Updated: Apr 18, 2023

This is the month and this is the week of "giving." For me, it's a time to take stock of my year and remember all the things for which I am grateful. Topping my list are reasonably good health, and relationships I grow to cherish more each day.

Not long ago a young classical guitarist friend from Los Angeles, Tung Vu, gifted me with an understanding of one way that I can support music and encourage others to dive further into the wonders music can bring to their lives--and to the lives of others. It doesn't have to do with "giving" so much as serving, and to me, there is a huge difference in those two paradigms.

A pianist famed during my high school days until the present, is Van Cliburn. He won the first Tchaikovsky Competition in Russia in 1958 and in both countries became a much-loved unofficial ambassador for music and peace in those Cold War day. He said the same. If you love and remember this pianist who died in 2008 in his beloved Texas, I recommend the book by Howard Reich "Van Cliburn."

Cliburn said: "You are not playing for yourself. You are there in a service capacity..."

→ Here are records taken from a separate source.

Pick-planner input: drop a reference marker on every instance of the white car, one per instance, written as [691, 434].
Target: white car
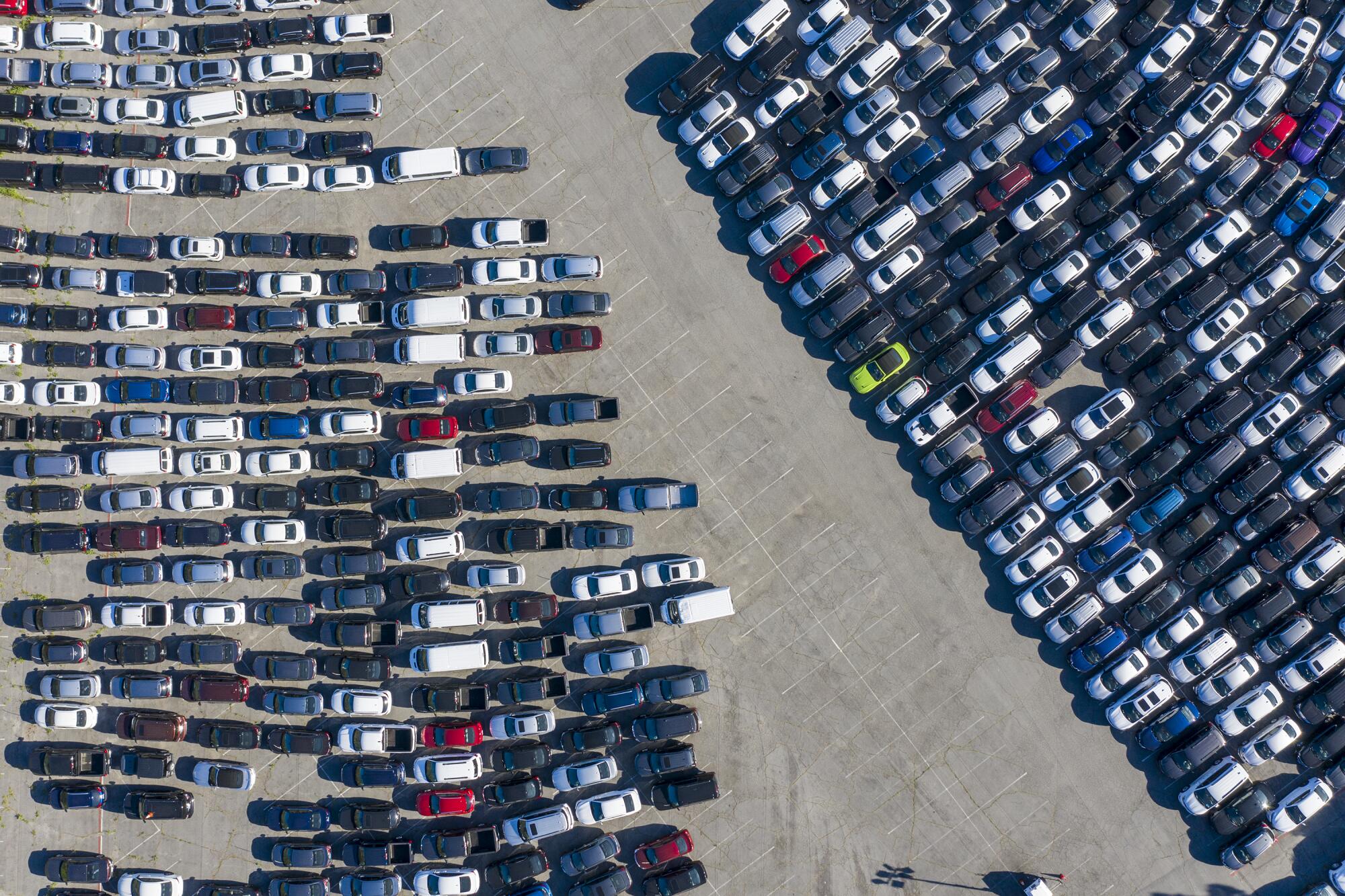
[158, 182]
[837, 184]
[1105, 323]
[1005, 364]
[197, 248]
[1030, 434]
[146, 77]
[868, 71]
[135, 111]
[275, 178]
[761, 25]
[1004, 321]
[1046, 111]
[201, 614]
[278, 462]
[1214, 147]
[65, 716]
[1297, 48]
[1258, 103]
[779, 103]
[605, 583]
[287, 286]
[610, 806]
[921, 25]
[1036, 560]
[189, 499]
[1071, 620]
[1218, 326]
[274, 532]
[1174, 633]
[67, 393]
[1256, 54]
[1153, 159]
[1167, 52]
[1102, 415]
[1011, 533]
[709, 116]
[1272, 741]
[350, 423]
[891, 135]
[205, 149]
[1128, 580]
[1317, 565]
[362, 701]
[342, 178]
[1140, 702]
[676, 571]
[280, 67]
[1227, 678]
[1234, 360]
[1300, 805]
[1247, 710]
[1036, 209]
[209, 358]
[1122, 670]
[482, 382]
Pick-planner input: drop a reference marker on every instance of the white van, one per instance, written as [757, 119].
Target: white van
[431, 311]
[455, 612]
[219, 107]
[697, 607]
[132, 462]
[423, 165]
[457, 657]
[431, 349]
[428, 463]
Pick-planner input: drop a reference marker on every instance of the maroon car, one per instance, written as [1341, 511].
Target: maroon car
[128, 537]
[556, 341]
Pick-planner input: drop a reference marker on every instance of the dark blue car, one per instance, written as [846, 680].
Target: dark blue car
[137, 389]
[1114, 541]
[1301, 208]
[1096, 651]
[610, 700]
[272, 425]
[1169, 725]
[1052, 155]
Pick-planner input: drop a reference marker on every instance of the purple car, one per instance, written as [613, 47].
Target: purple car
[1315, 136]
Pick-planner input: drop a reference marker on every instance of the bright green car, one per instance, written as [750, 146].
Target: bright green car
[879, 369]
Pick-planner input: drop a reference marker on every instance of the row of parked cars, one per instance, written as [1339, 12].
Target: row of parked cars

Sometimes the giftee feels a sense of obligation to the giver, to reciprocate in kind, but here I know Tung was talking about service, because he said so! Yes, he gave me a gift of the idea that my music serves others by inspiring or pleasing them, and I surely don't feel a need to respond one way or the other, other than a heartfelt "thank you" to the idea.

I hope you will enjoy a December end-of-semester musical performance by Tung with some of his awesome young guitar students:

I encapsulated Tung's message in a poem that speaks for itself (included in my third volume of poetry, now being compiled). I will only add here, my heartfelt thanks to Tung for the gift of his friendship, for his encouragement in my adventure into learning the technique and musicality of pianism, and simply for sharing my growing love of music. (Here sharing music with my dear kitty, Prince!)

May we all have friends like Tung, and a renewed sense of hope and enthusiasm for the New Year and whatever it may bring us as opportunities to express gratitude, and to grow in kindness, compassion, and empathy for others and for ourselves, too!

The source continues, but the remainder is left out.